Architects: Pezo von Ellrichshausen
Location: Coliumo peninsula, Chile
Client: Poli House Cultural Center
Site Area: 10.000sqm
Construction start: 2004
Structural Engineer: Cecilia Poblete
Materials: Concrete, Glass
Budget: 370 US$ / m2
Photos: Cristobal Palma
The work is located on the Coliumo peninsula, in a rural setting scarcely populated by farmers, independent fishermen and a few summer tourists. It is a distant location that, we believe, is not far from the reality of the raw dream described by Martinez Estrada. There, a compact and autonomous piece was built in order to capture at least two things: the sensation of a natural podium surrounded by vastness and the dizzying and wide open space produced by the sight of the sea washing against the rocks at the foot of the cliffs.
The building functions both as a summer house and a cultural center. This established a contradictory use: the interior would have to mediate between a very public aspect and a more intimate and informal one.

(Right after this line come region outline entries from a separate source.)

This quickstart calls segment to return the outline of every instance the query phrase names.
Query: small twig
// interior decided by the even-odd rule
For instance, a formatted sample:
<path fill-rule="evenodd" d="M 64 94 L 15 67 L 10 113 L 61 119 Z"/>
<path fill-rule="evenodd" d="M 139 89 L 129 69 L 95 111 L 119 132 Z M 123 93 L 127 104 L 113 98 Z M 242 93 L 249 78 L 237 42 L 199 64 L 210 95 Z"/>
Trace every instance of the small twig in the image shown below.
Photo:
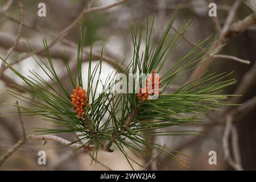
<path fill-rule="evenodd" d="M 226 19 L 224 25 L 223 26 L 223 28 L 221 32 L 221 35 L 222 35 L 222 36 L 221 35 L 221 36 L 222 36 L 226 34 L 226 31 L 228 30 L 231 24 L 234 21 L 237 10 L 241 3 L 241 0 L 236 0 L 235 2 L 229 11 L 229 15 Z"/>
<path fill-rule="evenodd" d="M 230 151 L 229 150 L 229 138 L 230 133 L 232 133 L 232 117 L 230 115 L 228 115 L 226 118 L 226 127 L 225 129 L 222 137 L 222 147 L 223 150 L 224 151 L 224 158 L 225 159 L 228 161 L 229 164 L 233 168 L 234 168 L 234 169 L 235 169 L 236 170 L 241 171 L 243 170 L 242 167 L 241 166 L 241 164 L 237 163 L 237 161 L 235 161 L 232 159 L 230 154 Z M 237 146 L 237 145 L 238 144 L 237 144 L 236 146 Z M 237 150 L 237 148 L 236 150 Z"/>
<path fill-rule="evenodd" d="M 82 141 L 81 141 L 81 140 L 80 139 L 79 137 L 77 136 L 77 135 L 74 133 L 75 135 L 76 136 L 76 138 L 77 139 L 77 140 L 79 141 L 79 142 L 81 144 L 83 144 Z M 99 163 L 100 165 L 101 165 L 102 166 L 104 167 L 105 168 L 107 168 L 108 169 L 109 169 L 109 171 L 113 171 L 112 169 L 111 169 L 110 167 L 109 167 L 108 166 L 103 164 L 102 162 L 100 162 L 98 159 L 96 159 L 93 155 L 92 155 L 92 154 L 90 153 L 89 151 L 88 151 L 88 150 L 86 150 L 85 152 L 92 158 L 92 159 L 95 161 L 96 163 Z"/>
<path fill-rule="evenodd" d="M 25 143 L 25 142 L 26 139 L 24 138 L 20 139 L 14 146 L 10 148 L 6 154 L 1 156 L 0 158 L 0 167 L 1 167 L 5 162 L 16 152 L 16 151 Z"/>
<path fill-rule="evenodd" d="M 22 117 L 21 116 L 21 114 L 20 114 L 20 108 L 19 108 L 19 102 L 16 101 L 16 104 L 17 105 L 17 108 L 18 108 L 18 113 L 19 115 L 19 121 L 20 122 L 20 125 L 22 126 L 22 135 L 23 136 L 23 138 L 26 139 L 26 130 L 25 130 L 25 125 L 24 123 L 23 120 L 22 119 Z"/>
<path fill-rule="evenodd" d="M 0 13 L 4 13 L 8 11 L 13 4 L 13 0 L 8 0 L 5 5 L 0 9 Z"/>
<path fill-rule="evenodd" d="M 215 55 L 213 56 L 213 57 L 230 59 L 246 64 L 250 64 L 251 63 L 251 61 L 249 60 L 244 60 L 234 56 L 229 56 L 225 55 Z"/>
<path fill-rule="evenodd" d="M 164 145 L 165 146 L 165 144 Z M 150 160 L 146 164 L 146 165 L 144 166 L 144 168 L 142 169 L 142 171 L 146 170 L 146 169 L 155 161 L 156 161 L 156 158 L 158 157 L 158 156 L 161 154 L 161 152 L 160 151 L 158 151 L 158 152 L 155 155 L 155 156 L 152 156 Z"/>
<path fill-rule="evenodd" d="M 75 27 L 77 22 L 82 18 L 82 17 L 86 14 L 92 13 L 92 12 L 96 12 L 96 11 L 103 11 L 105 10 L 109 9 L 110 8 L 112 8 L 113 7 L 115 7 L 117 6 L 118 6 L 119 5 L 121 5 L 125 2 L 126 2 L 128 0 L 122 0 L 119 2 L 117 2 L 115 3 L 113 3 L 112 4 L 110 4 L 109 5 L 107 6 L 102 6 L 100 7 L 92 7 L 89 9 L 87 9 L 87 7 L 85 7 L 84 10 L 79 14 L 79 15 L 76 18 L 74 21 L 73 21 L 71 24 L 69 24 L 68 27 L 67 27 L 65 29 L 64 29 L 61 32 L 60 32 L 59 34 L 58 34 L 58 36 L 53 39 L 53 40 L 52 40 L 51 43 L 49 43 L 48 45 L 48 47 L 50 48 L 51 47 L 54 46 L 57 42 L 62 40 L 71 31 L 71 30 Z M 36 50 L 35 52 L 36 53 L 42 53 L 44 51 L 44 48 L 40 49 L 39 50 Z M 24 55 L 23 56 L 21 57 L 17 61 L 20 61 L 30 56 L 30 54 L 27 53 Z"/>
<path fill-rule="evenodd" d="M 15 42 L 14 42 L 14 44 L 13 46 L 8 50 L 7 52 L 5 54 L 5 56 L 3 57 L 4 60 L 7 60 L 8 57 L 9 57 L 10 55 L 11 54 L 11 52 L 14 49 L 15 47 L 17 46 L 19 38 L 21 36 L 22 30 L 23 28 L 23 23 L 24 23 L 24 9 L 23 9 L 23 3 L 22 2 L 22 0 L 18 1 L 18 4 L 19 4 L 19 16 L 20 18 L 20 24 L 19 25 L 19 30 L 18 31 L 18 35 L 16 37 Z M 3 70 L 5 67 L 5 63 L 2 63 L 1 67 L 0 68 L 0 78 L 2 77 L 2 75 L 3 73 Z"/>

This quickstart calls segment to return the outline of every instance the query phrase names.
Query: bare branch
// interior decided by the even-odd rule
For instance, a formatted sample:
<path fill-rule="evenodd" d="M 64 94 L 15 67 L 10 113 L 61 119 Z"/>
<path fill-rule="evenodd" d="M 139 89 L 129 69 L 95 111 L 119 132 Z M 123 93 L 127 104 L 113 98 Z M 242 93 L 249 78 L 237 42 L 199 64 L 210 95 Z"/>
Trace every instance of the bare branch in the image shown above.
<path fill-rule="evenodd" d="M 225 159 L 228 161 L 229 164 L 236 170 L 241 171 L 243 170 L 243 168 L 241 166 L 241 164 L 238 163 L 237 161 L 234 160 L 234 159 L 232 159 L 230 154 L 230 151 L 229 150 L 229 138 L 230 133 L 232 131 L 232 117 L 230 115 L 228 115 L 226 118 L 226 127 L 225 129 L 224 134 L 223 134 L 222 137 L 222 147 L 223 150 L 224 151 L 224 155 L 225 155 Z M 235 141 L 233 142 L 236 142 Z M 237 144 L 236 144 L 236 146 L 237 146 Z M 236 149 L 238 150 L 238 149 Z M 240 161 L 241 163 L 241 161 Z"/>
<path fill-rule="evenodd" d="M 19 38 L 21 36 L 21 32 L 22 28 L 23 28 L 23 23 L 24 23 L 24 9 L 23 9 L 23 3 L 22 2 L 22 0 L 18 1 L 18 4 L 19 4 L 19 16 L 20 18 L 20 24 L 19 27 L 19 30 L 18 31 L 18 35 L 16 37 L 15 41 L 14 42 L 14 44 L 13 46 L 8 50 L 7 52 L 6 53 L 5 56 L 3 57 L 4 60 L 7 60 L 8 57 L 9 57 L 10 55 L 11 54 L 11 52 L 14 49 L 15 47 L 17 46 Z M 1 65 L 1 67 L 0 68 L 0 78 L 2 77 L 2 75 L 3 73 L 3 69 L 5 68 L 5 63 L 2 63 Z"/>
<path fill-rule="evenodd" d="M 18 107 L 18 113 L 19 115 L 19 121 L 20 122 L 20 125 L 22 126 L 22 135 L 23 136 L 23 138 L 26 139 L 26 130 L 25 130 L 25 125 L 24 125 L 24 123 L 23 120 L 22 119 L 22 117 L 20 115 L 20 108 L 19 108 L 19 102 L 16 101 L 16 104 L 17 105 L 17 107 Z"/>
<path fill-rule="evenodd" d="M 8 0 L 5 5 L 0 9 L 0 14 L 4 13 L 8 11 L 13 4 L 13 0 Z"/>
<path fill-rule="evenodd" d="M 10 157 L 11 155 L 12 155 L 15 152 L 16 152 L 16 151 L 25 143 L 25 139 L 21 139 L 14 146 L 10 148 L 6 154 L 1 156 L 0 158 L 0 167 L 1 167 L 6 160 L 8 159 L 8 158 Z"/>
<path fill-rule="evenodd" d="M 63 39 L 70 31 L 70 30 L 75 27 L 77 22 L 81 19 L 81 18 L 86 14 L 92 12 L 96 12 L 96 11 L 103 11 L 105 10 L 108 10 L 109 9 L 112 8 L 113 7 L 118 6 L 119 5 L 121 5 L 125 2 L 126 2 L 128 0 L 122 0 L 119 2 L 117 2 L 115 3 L 113 3 L 111 5 L 108 5 L 108 6 L 102 6 L 100 7 L 92 7 L 90 9 L 87 9 L 86 7 L 84 9 L 84 10 L 80 14 L 80 15 L 78 16 L 76 19 L 73 21 L 72 23 L 71 23 L 71 24 L 69 24 L 67 27 L 66 27 L 64 30 L 63 30 L 59 34 L 57 34 L 59 35 L 57 37 L 53 39 L 53 40 L 52 40 L 51 43 L 49 44 L 48 48 L 51 48 L 53 46 L 54 46 L 58 41 L 61 40 Z M 42 48 L 38 50 L 36 50 L 36 52 L 37 53 L 40 53 L 43 52 L 44 52 L 44 48 Z M 22 60 L 24 60 L 24 59 L 26 59 L 28 57 L 30 56 L 30 54 L 26 54 L 24 55 L 23 56 L 21 57 L 17 61 L 20 61 Z"/>
<path fill-rule="evenodd" d="M 236 61 L 238 61 L 241 63 L 246 64 L 250 64 L 251 63 L 250 61 L 246 60 L 234 56 L 229 56 L 229 55 L 215 55 L 213 56 L 213 57 L 215 58 L 223 58 L 223 59 L 230 59 Z"/>

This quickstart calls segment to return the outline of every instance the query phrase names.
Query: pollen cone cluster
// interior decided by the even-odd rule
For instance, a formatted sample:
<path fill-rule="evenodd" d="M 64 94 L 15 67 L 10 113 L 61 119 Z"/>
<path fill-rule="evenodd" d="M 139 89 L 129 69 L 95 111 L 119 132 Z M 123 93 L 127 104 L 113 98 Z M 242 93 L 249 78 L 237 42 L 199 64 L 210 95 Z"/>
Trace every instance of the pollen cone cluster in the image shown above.
<path fill-rule="evenodd" d="M 160 86 L 161 85 L 161 77 L 158 77 L 158 79 L 155 81 L 155 73 L 156 73 L 155 70 L 152 72 L 152 76 L 150 75 L 147 77 L 146 82 L 146 86 L 143 88 L 139 89 L 139 93 L 137 94 L 137 97 L 139 100 L 146 101 L 148 99 L 148 96 L 153 94 L 160 94 L 161 91 L 160 90 Z M 148 83 L 151 82 L 151 88 L 150 85 L 148 86 Z M 155 87 L 158 86 L 158 90 L 155 93 Z M 148 88 L 149 87 L 149 88 Z"/>
<path fill-rule="evenodd" d="M 86 92 L 82 89 L 81 86 L 77 86 L 75 89 L 73 90 L 73 94 L 71 95 L 72 101 L 71 103 L 73 106 L 77 116 L 80 118 L 84 118 L 85 115 L 85 107 L 88 105 L 88 97 Z"/>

That is, it had to be both monumental and domestic without any of the negative aspects of either one affecting the other. Therefore, we decided not to name the rooms by function but instead to leave them nameless and functionless, just empty rooms with varying degrees of connection between them. Then we decided to organize all the service functions in an oversized perimeter (the functional width), inside a thick wall that acts as a buffer. That hollowed, empty space houses the kitchen, the vertical circulations, the bathrooms, the closets and a series of interior balconies that protect the windows from the sun (to the north) and the rain (to the west). If necessary, all the furniture and domestic objects can be stored inside the perimeter, freeing up the space for multiple activities.
The entire work was built with handmade concrete, using untreated wooden frames. The work was done with a small mixer and four wheelbarrows, in horizontal strata that matched the height of half a wooden board. We then used the same battered wood of the frames to line the interior and to build sliding panels that function both as doors to hide the services of the perimeter and as security shutters that cover the windows when the house is left alone.